Eine kleine Gesellschaft ist mir willkommener als eine böse: doch muss sie gehn und kommen zur rechten Zeit. So verträgt es sich mit gutem Schlafe.

Sehr gefallen mir auch die Geistig-Armen: sie fördern den Schlaf. Selig sind die, sonderlich, wenn man ihnen immer Recht giebt.

Also läuft der Tag dem Tugendsamen.

Kommt nun die Nacht, so hüte ich mich wohl, den Schlaf zu rufen! Nicht will er gerufen sein, der Schlaf, der der Herr der Tugenden ist! Sondern ich denke, was ich des Tages gethan und gedacht.

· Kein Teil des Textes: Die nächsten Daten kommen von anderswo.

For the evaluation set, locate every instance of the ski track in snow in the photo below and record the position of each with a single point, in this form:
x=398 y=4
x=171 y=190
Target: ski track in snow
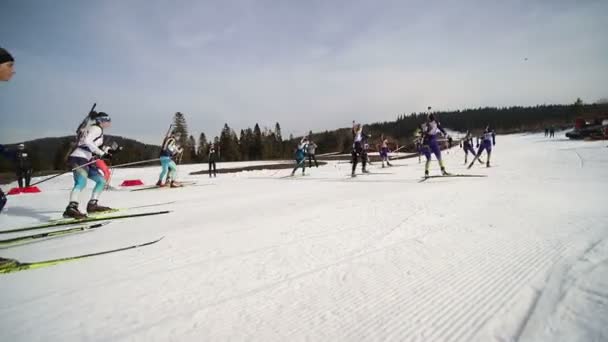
x=519 y=255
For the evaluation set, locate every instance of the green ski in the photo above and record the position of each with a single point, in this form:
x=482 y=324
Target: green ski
x=22 y=239
x=12 y=265
x=85 y=220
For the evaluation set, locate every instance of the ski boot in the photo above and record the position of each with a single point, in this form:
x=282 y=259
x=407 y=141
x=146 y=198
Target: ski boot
x=71 y=211
x=175 y=184
x=93 y=207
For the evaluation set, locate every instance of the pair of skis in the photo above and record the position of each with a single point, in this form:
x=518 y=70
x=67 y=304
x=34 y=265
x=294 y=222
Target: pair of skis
x=154 y=187
x=448 y=175
x=11 y=265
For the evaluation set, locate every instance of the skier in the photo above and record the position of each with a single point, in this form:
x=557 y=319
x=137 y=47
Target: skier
x=467 y=146
x=101 y=164
x=300 y=156
x=23 y=166
x=418 y=141
x=384 y=150
x=310 y=153
x=212 y=159
x=430 y=145
x=7 y=71
x=485 y=142
x=83 y=160
x=2 y=195
x=359 y=141
x=169 y=150
x=7 y=63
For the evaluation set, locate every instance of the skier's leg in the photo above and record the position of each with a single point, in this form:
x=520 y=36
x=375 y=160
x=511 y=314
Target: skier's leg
x=427 y=154
x=2 y=200
x=164 y=162
x=363 y=161
x=28 y=178
x=172 y=170
x=19 y=174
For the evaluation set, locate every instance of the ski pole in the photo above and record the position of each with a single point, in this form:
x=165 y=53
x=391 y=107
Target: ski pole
x=63 y=173
x=135 y=163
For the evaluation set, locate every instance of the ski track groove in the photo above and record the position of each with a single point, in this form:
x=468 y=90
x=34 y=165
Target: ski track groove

Wiederkäuend frage ich mich, geduldsam gleich einer Kuh: welches waren doch deine zehn Überwindungen? Und welches waren die zehn Versöhnungen und die zehn Wahrheiten und die zehn Gelächter, mit denen sich mein Herz gütlich that? Solcherlei erwägend und gewiegt von vierzig Gedanken, überfällt mich auf einmal der Schlaf, der Ungerufne, der Herr der Tugenden.

Der Schlaf klopft mir auf mein Auge: da wird es schwer. Der Schlaf berührt mir den Mund: da bleibt er offen.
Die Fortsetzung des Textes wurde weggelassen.